Section 230 of the Communications Act, which prevents online platforms from being held liable for content posted by their users, will be evaluated by the Supreme Court next season. How it might be affected is anyone’s guess, but we can be sure that the regulatory landscape for the technology will be rather different this time next year.
We’ve discussed Section 230 many times on TechCrunch, and legal definitions and precedents can be found elsewhere, so we don’t need to delve into the details for now. Suffice it to say that this section of the law essentially says that as long as reasonable steps are taken to deal with illegal and objectionable material on their platforms, companies like Alphabet and Meta cannot be held responsible for that material.
There are limitations and exceptions to how this protection works, but the law acts as a “safe harbor” in which companies can operate without worrying about being sued for defamation over something posted by a user.
But the question that has dogged these companies for years now is the exact extent of those restrictions and exemptions, and whether the platforms have perhaps too much leeway in how they handle content like COVID-19 misinformation, live-streamed crime and hate speech. speaking. However wise or unwise Section 230 was when it was written, over the last decade the industry and the world have evolved to the point where it may be time, at the very least, for some sensible additions and revisions to it.
The case the Supreme Court announced it intended to take up, Gonzalez v. Google, claims the latter is criminally liable for allowing certain content from the Islamic State terrorist group to remain on its platform, leading in part to the 2015 Paris attacks that killed 130 people. So, not that it matters for the purposes of the Supreme Court taking it up exactly, but the claim here has real weight, unlike some complaints about the law.
Amicus briefs are already flooding in, because the worst-case scenario — Section 230 basically being repealed entirely — would be devastating for countless online platforms and companies. As many have pointed out, this limitation of liability is complex and important to all kinds of free expression on the Internet, and removing it would open the door to abuse from every direction.
At the very least, such an outcome would cause panic across industries, with tech companies scrambling to protect themselves, investors withdrawing and withdrawing shares, and users failing as the services they rely on change in fundamental ways.
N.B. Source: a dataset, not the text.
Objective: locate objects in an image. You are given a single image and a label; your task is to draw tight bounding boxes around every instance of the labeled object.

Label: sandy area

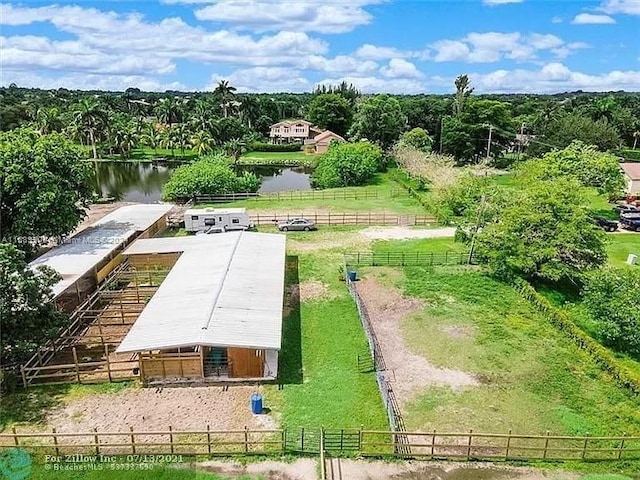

It’s not like the Supreme Court is expected to issue an opinion saying “the platforms are fully responsible for everything that exists, immediately and irrevocably” or something like that. Small changes make a big difference, and if the court simply ruled that Section 230 doesn’t protect Google in this case, every lawyer in the country would be rushing to apply this new definition of the law to policies, behaviors, features, everything. It might even (though not likely) pass the ball to the FCC, which has been the agency of record for most of the Communications Act for the better part of a century.
Speculating on the likely outcome at this early stage is probably fruitless, but this highly unpredictable situation makes it almost certain that the already numerous efforts to revise and replace Section 230 will multiply and intensify. Given the current political divide in general, and then in particular how divided Congress has been on this issue, the likelihood of a new law gaining bipartisan support in the short term is low. And with midterm elections looming, much depends on the new House and Senate as well.
The court’s decision will be pivotal, it turns out, with any outcome prompting lawmakers to take action around it, perhaps even preemptively. And in the public debate, as with Net Neutrality, it will be a frenzy of opportunism, FUD, and technically misleading material. Nothing in Section 230 prevents any industry with skin in the game from doing what it can to influence the debate.